第21話

「ほほ、ほほほ、そんなに心配そうな顔、しなくていいんだよ。普通は駄目なんだけど、きみなら、お金とは別の方法を考えてあげてもいい」


「お金とは別の方法……ですか?」


 聞き返した私に、ガンアイン氏はゆっくりと頷く。


「いやね、正直言って、ワシはずっと前から、きみのこと、いいなって思ってたのよ。未成熟ながらも、そそるボディライン、そして、思わずハッとするような美貌。いやいや、たまらぬな。ほほ、ほほほほ……」


 それから、私の肩を撫でていた手をもゆっくりと動かし、彼の大きな手は、私の胸元へ……


「やめて!」


 触れられそうになった瞬間、私はガンアイン氏の手を強く跳ねのけた。


 もう限界だ。

 これ以上、こんな下劣な男に、小指の先ですら触られるのは我慢ならない。


 私は自分の腕で自分を抱きしめるようにして、ガンアイン氏を睨んだ。しかし、ガンアイン氏は気分を害した様子もなく、ニタニタと笑い、舌なめずりをする。

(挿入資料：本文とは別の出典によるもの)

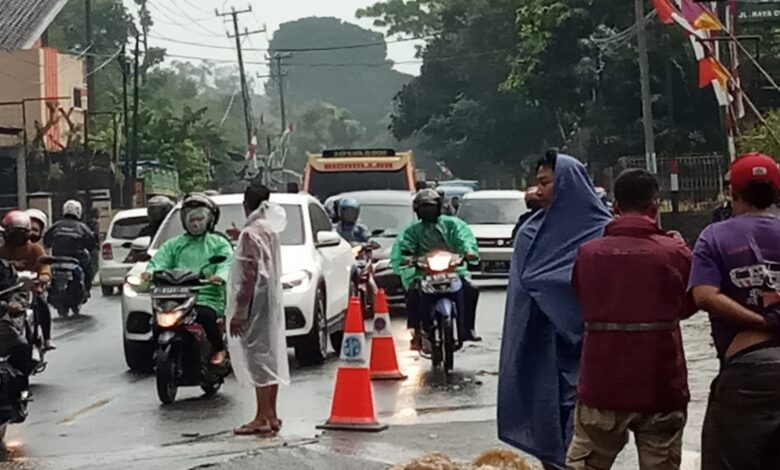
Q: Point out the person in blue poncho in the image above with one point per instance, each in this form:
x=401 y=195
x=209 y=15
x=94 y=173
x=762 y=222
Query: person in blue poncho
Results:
x=542 y=338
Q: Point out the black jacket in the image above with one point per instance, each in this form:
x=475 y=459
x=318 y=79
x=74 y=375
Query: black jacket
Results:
x=70 y=237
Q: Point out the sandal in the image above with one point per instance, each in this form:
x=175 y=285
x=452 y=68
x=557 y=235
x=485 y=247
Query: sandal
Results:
x=277 y=425
x=250 y=430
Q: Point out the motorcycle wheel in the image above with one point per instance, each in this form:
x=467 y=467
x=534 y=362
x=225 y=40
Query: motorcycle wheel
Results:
x=166 y=379
x=448 y=345
x=210 y=389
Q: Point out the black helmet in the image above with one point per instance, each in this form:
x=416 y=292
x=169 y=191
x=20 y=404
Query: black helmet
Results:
x=427 y=196
x=8 y=278
x=158 y=207
x=200 y=200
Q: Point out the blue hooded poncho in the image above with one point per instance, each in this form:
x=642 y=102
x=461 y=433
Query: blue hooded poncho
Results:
x=542 y=338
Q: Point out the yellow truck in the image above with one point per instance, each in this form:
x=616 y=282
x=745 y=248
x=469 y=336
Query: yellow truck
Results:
x=338 y=171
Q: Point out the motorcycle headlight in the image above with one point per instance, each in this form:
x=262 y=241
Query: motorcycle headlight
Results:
x=439 y=262
x=295 y=279
x=169 y=319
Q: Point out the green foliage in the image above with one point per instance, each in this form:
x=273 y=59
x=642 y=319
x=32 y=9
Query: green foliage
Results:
x=320 y=126
x=361 y=79
x=759 y=139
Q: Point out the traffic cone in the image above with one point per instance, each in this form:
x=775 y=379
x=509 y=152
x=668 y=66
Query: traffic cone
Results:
x=353 y=398
x=384 y=362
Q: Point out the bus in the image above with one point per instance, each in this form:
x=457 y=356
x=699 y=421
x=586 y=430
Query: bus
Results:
x=339 y=171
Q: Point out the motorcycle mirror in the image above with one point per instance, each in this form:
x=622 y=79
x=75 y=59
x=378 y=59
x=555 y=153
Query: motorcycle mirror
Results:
x=219 y=259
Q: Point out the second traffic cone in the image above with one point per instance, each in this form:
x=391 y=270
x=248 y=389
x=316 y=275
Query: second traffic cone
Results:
x=384 y=362
x=353 y=398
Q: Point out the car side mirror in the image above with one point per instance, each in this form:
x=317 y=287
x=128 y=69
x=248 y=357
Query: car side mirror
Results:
x=141 y=243
x=327 y=239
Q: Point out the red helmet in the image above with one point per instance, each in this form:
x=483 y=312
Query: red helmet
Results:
x=17 y=220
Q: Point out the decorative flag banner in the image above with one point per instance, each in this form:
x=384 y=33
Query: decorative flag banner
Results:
x=699 y=16
x=665 y=10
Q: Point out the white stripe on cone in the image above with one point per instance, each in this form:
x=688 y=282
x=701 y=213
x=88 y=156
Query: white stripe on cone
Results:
x=354 y=353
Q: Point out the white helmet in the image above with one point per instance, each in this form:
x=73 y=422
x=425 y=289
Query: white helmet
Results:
x=40 y=216
x=72 y=208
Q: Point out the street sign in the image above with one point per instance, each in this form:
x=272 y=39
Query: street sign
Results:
x=756 y=11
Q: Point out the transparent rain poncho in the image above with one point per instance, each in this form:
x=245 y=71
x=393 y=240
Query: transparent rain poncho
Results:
x=259 y=356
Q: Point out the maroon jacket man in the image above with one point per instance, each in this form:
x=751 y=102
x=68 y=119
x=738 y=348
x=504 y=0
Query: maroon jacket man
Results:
x=632 y=288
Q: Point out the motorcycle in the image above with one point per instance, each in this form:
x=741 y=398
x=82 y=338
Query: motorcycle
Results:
x=14 y=393
x=67 y=292
x=362 y=283
x=440 y=336
x=183 y=356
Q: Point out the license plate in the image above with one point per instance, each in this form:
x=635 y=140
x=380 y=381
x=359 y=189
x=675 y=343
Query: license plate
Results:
x=172 y=290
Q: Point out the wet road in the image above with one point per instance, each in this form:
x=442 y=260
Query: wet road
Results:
x=89 y=412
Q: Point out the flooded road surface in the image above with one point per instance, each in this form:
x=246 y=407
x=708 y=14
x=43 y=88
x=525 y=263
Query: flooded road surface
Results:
x=91 y=413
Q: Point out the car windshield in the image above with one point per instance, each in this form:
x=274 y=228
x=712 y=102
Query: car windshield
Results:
x=128 y=228
x=491 y=211
x=386 y=217
x=233 y=215
x=322 y=185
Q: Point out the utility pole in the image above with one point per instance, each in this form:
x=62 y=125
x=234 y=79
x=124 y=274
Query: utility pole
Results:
x=245 y=96
x=136 y=100
x=90 y=67
x=126 y=189
x=279 y=75
x=644 y=76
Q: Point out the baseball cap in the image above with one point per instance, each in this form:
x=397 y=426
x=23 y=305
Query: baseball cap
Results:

「ほほ、ほほほ、びっくりしちゃったかな? いいねえ、その、強気な瞳。ワシ、従順な子も好きだけど、多少やんちゃな子も、それはそれで好きなのよね、ほほ、ほほほほほほほ」


 陰湿で卑猥な笑みに、私の生理的嫌悪感は頂点に達した。

 大声で「失礼します!」と叫び、部屋を飛び出す。


 飛び出してから、結局のところ、何の証拠も押さえることができなかったことに気づき、またしても私は、悔しさに唇を噛んだ。


 ……いや、しかし、あの部屋には、書類を改ざんするための『専用の機械』はなかったのだし、あれ以上あそこにとどまっていても、ただただ辱めを受けるだけで、何の意味もなかったに違いない。

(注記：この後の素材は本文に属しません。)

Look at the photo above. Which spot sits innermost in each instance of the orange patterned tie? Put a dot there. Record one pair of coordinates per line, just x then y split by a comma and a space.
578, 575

 もしかして、『専用の機械』は、この館にはないんだろうか?


 ディアルデン家ともなれば、たくさんの不動産を所有しているだろうし、どこかの小屋に隠している可能性もある。うーん……でも、たぶん、そんなことはない……と思う。


 なぜなら、不正がバレそうになった時は、証拠隠滅のため、大急ぎで『専用の機械』を破壊する必要があり、最悪の事態に備えて、いつも手元に置いておきたいと考えるはずだからだ。

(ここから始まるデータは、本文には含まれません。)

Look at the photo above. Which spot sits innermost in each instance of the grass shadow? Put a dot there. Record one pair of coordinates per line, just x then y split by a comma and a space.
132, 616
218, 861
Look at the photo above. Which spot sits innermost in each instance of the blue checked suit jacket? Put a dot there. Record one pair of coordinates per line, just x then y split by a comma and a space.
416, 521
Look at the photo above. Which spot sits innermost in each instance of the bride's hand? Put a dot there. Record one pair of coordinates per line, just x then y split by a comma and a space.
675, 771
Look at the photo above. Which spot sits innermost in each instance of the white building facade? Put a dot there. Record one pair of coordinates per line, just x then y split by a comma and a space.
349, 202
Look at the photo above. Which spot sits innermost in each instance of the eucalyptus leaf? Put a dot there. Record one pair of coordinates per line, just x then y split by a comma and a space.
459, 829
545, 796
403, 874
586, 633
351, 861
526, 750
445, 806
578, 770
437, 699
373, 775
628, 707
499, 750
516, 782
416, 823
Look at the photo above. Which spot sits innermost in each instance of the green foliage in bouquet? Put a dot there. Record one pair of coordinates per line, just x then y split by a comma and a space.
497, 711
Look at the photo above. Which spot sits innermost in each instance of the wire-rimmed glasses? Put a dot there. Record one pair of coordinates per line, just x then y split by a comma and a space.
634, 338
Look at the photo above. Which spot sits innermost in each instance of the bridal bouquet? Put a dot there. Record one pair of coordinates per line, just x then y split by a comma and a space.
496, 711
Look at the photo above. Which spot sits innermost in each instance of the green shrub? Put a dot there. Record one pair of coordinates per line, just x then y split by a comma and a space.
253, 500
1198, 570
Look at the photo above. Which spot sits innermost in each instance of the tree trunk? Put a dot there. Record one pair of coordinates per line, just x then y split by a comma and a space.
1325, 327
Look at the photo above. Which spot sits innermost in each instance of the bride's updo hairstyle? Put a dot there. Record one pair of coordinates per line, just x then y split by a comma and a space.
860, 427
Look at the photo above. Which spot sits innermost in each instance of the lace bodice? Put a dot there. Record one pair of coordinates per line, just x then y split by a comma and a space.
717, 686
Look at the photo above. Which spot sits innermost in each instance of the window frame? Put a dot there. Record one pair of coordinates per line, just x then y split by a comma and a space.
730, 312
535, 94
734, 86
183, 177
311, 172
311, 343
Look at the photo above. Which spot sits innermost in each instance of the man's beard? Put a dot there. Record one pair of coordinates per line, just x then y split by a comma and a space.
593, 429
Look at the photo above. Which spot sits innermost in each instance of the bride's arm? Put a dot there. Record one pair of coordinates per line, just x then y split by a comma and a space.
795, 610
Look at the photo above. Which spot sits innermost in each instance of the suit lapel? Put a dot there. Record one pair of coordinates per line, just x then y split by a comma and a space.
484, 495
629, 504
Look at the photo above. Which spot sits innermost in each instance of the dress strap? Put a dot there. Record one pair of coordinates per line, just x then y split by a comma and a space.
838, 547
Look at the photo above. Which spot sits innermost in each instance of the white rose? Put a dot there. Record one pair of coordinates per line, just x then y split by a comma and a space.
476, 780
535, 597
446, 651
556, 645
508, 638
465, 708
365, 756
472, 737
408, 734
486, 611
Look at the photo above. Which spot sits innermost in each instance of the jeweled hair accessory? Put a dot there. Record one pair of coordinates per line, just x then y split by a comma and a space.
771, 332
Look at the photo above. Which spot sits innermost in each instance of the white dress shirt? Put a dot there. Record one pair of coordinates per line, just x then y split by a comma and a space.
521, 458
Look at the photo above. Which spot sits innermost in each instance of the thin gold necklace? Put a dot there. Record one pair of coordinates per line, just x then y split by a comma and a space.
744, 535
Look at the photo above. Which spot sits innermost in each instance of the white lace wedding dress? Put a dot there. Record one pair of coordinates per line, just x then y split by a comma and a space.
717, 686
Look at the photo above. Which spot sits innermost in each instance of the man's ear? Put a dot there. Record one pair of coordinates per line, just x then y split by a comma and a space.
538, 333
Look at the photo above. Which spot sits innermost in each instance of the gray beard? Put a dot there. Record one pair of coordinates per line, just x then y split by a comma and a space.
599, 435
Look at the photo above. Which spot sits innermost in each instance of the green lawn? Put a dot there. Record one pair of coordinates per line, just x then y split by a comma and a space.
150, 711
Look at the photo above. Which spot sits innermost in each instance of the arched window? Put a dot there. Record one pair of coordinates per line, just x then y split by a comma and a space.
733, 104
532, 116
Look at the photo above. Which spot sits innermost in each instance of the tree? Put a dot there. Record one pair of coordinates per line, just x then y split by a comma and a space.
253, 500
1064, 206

 しかしそれは、『私ならそう考える』というだけのことで、ガンアイン氏もそう思うかは、分からない。それでも、私の直感が、『専用の機械』はここにあると叫んでいる。


 どこか、普通なら、間違っても入らないような場所に……


 その時、天啓のようなひらめきが、頭の中で輝いた。


 そうだわ。

 さっき、入るのをやめた地下室。


 今にして思えば、あそこ、なんだか変だった。